Читать книгу: «Этика Канта», страница 6

Шрифт:

При затруднениях такого рода в философском словоупотреблении обычно появляется выражение «принцип».

Как ни странно, Кант, не зная об «индуктивной логике» – выражении бессмыслицы, которое даже самая похвальная тенденция не может узаконить, – объявил термин «принцип» «двусмысленным». Большая посылка в силлогизме не является принципом; разве что «сравнительным». Точно так же и положение о том, что прямая линия есть кратчайшая между двумя точками. Даже такой относительный принцип может быть познан лишь в чистом созерцании. Наконец, синтетические основоположения тоже нельзя назвать принципами; хотя они и делают возможными синтетические познания в своих понятиях, но сами требуют отношения к созерцанию. Давать возможность синтетических познаний исключительно из понятий – вот значение подлинного принципа. Рассудок не способен на это со своими основоположениями. Остается лишь вопрос: может ли разум со своими идеями гарантировать такие синтетические познания. Ибо идеи – это те понятия, из которых должно черпать то познание, в котором отказано основоположениям рассудка.

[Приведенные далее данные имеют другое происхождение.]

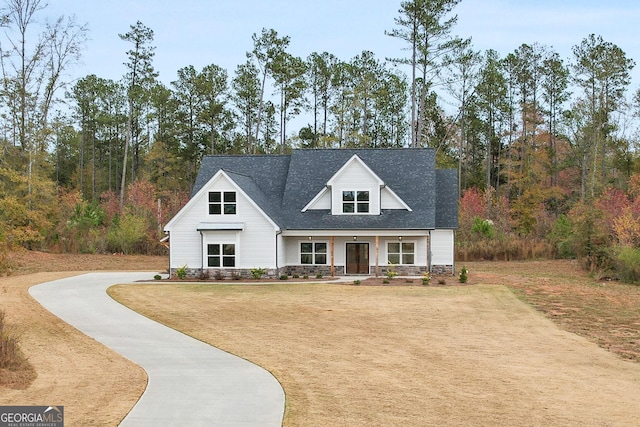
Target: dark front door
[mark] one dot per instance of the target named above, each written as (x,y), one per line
(357,258)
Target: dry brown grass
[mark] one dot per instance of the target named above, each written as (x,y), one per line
(606,312)
(364,355)
(97,386)
(404,355)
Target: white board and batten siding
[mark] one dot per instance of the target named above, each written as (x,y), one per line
(355,177)
(442,242)
(255,242)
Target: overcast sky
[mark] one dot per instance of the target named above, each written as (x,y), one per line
(202,32)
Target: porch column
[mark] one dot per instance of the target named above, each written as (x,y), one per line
(377,253)
(331,245)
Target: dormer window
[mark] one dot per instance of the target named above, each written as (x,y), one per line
(222,203)
(355,202)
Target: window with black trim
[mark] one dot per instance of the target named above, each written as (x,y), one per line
(401,252)
(313,253)
(355,201)
(222,203)
(221,255)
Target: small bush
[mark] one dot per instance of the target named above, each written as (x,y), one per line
(181,272)
(257,273)
(426,278)
(391,272)
(483,227)
(15,369)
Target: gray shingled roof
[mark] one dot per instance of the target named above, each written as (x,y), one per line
(283,184)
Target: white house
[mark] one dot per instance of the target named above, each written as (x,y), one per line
(329,212)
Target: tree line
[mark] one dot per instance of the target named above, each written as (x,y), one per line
(543,133)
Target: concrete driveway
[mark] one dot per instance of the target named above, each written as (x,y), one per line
(190,383)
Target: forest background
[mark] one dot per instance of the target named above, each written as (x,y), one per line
(546,147)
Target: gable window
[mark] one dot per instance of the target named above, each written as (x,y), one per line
(401,252)
(222,203)
(221,255)
(355,202)
(313,253)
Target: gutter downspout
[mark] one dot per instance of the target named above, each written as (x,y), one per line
(278,232)
(201,251)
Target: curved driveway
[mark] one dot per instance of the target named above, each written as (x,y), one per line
(190,383)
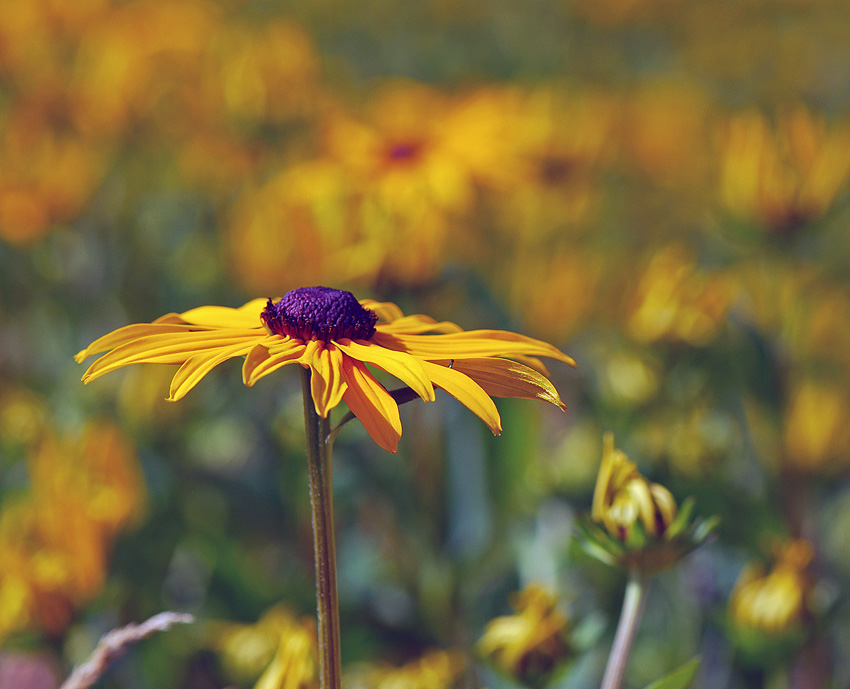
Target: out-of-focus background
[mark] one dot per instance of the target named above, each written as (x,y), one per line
(658,187)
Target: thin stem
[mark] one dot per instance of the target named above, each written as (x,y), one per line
(633,601)
(319,453)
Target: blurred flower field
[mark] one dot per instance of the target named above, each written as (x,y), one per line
(658,188)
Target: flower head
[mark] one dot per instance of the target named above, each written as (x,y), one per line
(329,332)
(643,528)
(770,611)
(623,496)
(532,642)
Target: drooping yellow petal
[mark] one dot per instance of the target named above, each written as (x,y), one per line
(196,367)
(327,384)
(472,344)
(407,369)
(603,490)
(418,324)
(386,310)
(168,348)
(246,316)
(638,490)
(506,378)
(130,333)
(467,392)
(372,404)
(260,361)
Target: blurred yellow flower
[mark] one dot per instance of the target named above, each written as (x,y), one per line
(265,74)
(785,175)
(295,664)
(623,497)
(532,642)
(816,430)
(559,142)
(56,537)
(666,134)
(434,670)
(562,296)
(675,300)
(777,601)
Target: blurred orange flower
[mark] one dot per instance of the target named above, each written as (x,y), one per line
(785,175)
(55,538)
(675,300)
(775,602)
(531,642)
(434,670)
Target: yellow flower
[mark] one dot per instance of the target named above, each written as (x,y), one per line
(295,663)
(816,429)
(786,175)
(55,538)
(674,300)
(623,496)
(434,670)
(531,642)
(329,332)
(778,601)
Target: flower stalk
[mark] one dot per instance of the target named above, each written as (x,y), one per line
(633,601)
(319,454)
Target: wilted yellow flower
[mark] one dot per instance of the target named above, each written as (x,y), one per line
(675,300)
(786,175)
(816,431)
(267,74)
(295,664)
(778,601)
(434,670)
(623,497)
(532,642)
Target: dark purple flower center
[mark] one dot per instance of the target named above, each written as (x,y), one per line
(319,313)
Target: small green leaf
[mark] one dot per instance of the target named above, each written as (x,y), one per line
(680,678)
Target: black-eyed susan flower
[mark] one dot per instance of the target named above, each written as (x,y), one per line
(636,524)
(334,336)
(531,643)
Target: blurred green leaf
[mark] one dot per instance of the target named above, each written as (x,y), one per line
(680,678)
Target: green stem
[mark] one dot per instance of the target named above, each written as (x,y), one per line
(319,453)
(633,601)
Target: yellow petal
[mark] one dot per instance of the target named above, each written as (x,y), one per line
(638,491)
(247,316)
(372,404)
(260,362)
(467,392)
(327,384)
(195,368)
(506,378)
(387,311)
(471,344)
(129,333)
(168,348)
(402,366)
(601,493)
(417,324)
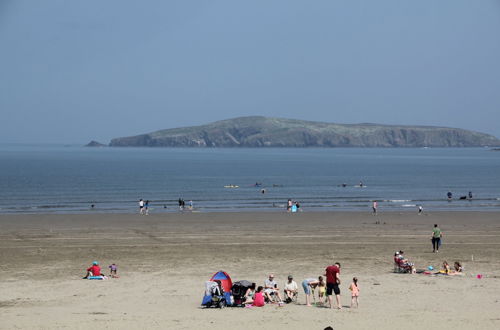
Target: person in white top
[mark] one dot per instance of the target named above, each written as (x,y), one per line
(290,289)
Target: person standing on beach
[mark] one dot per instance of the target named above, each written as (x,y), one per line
(141,206)
(332,284)
(354,292)
(436,238)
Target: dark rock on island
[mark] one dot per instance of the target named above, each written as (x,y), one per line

Поскольку же в силлогизме идеи действуют как такие принципы, через него делается вывод из понятий; точнее было бы сказать: через понятия по принципу из большей посылки. Ибо лишь в переносном смысле, поскольку большая посылка представляет то, что в ней содержится и что, следовательно, должно в ней мыслиться, только в этом отношении сама большая посылка может называться принципом. Если поэтому Кант называет познание из принципов тем, «где я познаю особенное в общем через понятия» [4], то в понятии следует мыслить принцип как соприсутствующий. То понятие человека, которое, поскольку под него подводится Кай, обусловливает смертность последнего, не есть эмпирическое, индуктивно приобретенное понятие человека, ни априорное, которого у человека быть не может: это есть расширенное по принципу понятие человека, выраженное через «все»; его правомерность, следовательно, сомнительна.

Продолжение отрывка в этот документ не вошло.